Let me offer an example.  Milk is one of my favorite animal food products because of its versatility.  Not only is it a versatile physical product – a foundation for cheese, ice cream, and yogurt – but it is also a versatile ethical one.  I know some serious milk enthusiasts: those who drink it in support of the industry, a particular nutritional ethic, or as a connoisseur of milk byproducts (turophiles, anyone?)  And there are quite a few people, many close friends of mine, who won’t consume milk for reasons of animal and environmental welfare.  Others claim lactose intolerance, and I have acquaintances who argue it is unnatural for humans to drink non-human milk. I get in conversations with others about milk often – both because of my favoritism for the topic as well as my upbringing on a dairy farm.

got milk
Photo credit: Cornell University “Got Milk?” Campaign, featuring Dean Boor for the College of Agriculture and Life Sciences, 2011.

During a family farm “conference” in 2013 (which I will bring up in this blog later), I visited a raw milk booth where a woman offered me promotional materials about the movement and the importance of grass-fed milk.  We entered a conversation where I let her do all the talking.  She revealed to me that grass-fed diets were the only appropriate diets for dairy cattle – with corn unnatural if not abusive to “force feed” to the animals.  “Are the cows really being force-fed?,” I asked, fishing for an opinion.  “Of course!” was her response, and she cited some literature for me.

On the same day, I walked with an animal nutritionist who knew some of the farmers leading the “conference.”  He looked out in the distance at some cross-bred dairy cattle owned by the farmer hosting the event.  They were nibbling on brown patches of grass in a field.  “They’re starving,” he told me briskly, “they need grain or they’ll be stunted.”  I assumed he meant in both physical growth and milk production, but the latter was of greater concern for him.

These two brief interactions, from the same day, at the same “conference,” helped place my interest in food into perspective.  I was struck by how these understandings of cow health and cow diet diverged, why one person looked at health in one way, the other in another.  And the commoditization of these views!  Buying one type of milk supported one practice.  Buying milk from this label supported another.  I wanted to know how this happened.  I wanted to talk to more people from both points of view.  Different ones.  I wanted to look at the cows more closely, buy their milk more carefully, drink their milk more thoughtfully.  I was hooked.

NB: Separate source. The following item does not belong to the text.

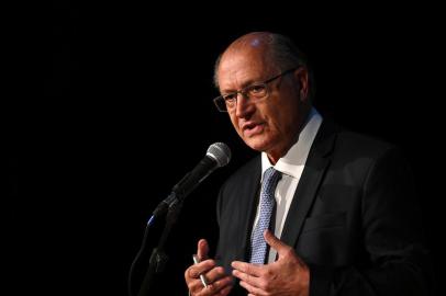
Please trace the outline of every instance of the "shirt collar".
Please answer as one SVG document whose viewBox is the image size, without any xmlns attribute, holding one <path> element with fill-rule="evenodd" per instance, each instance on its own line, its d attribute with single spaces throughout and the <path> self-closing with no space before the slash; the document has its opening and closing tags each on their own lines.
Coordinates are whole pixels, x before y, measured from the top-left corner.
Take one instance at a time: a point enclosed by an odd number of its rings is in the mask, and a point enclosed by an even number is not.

Now here I am, in a graduate program learning how I can find the answers and write about them for you.  I hope you will comment and ask questions if you stumble upon this page – ideas I will certainly consider as I continue to explore my thoughts and feelings on these subjects.  Human food.  Animal food.  Microbial food.  Food for food.  Following food is the task.  Logging its many pathways (economically, ecologically, politically, and culturally) will be the result.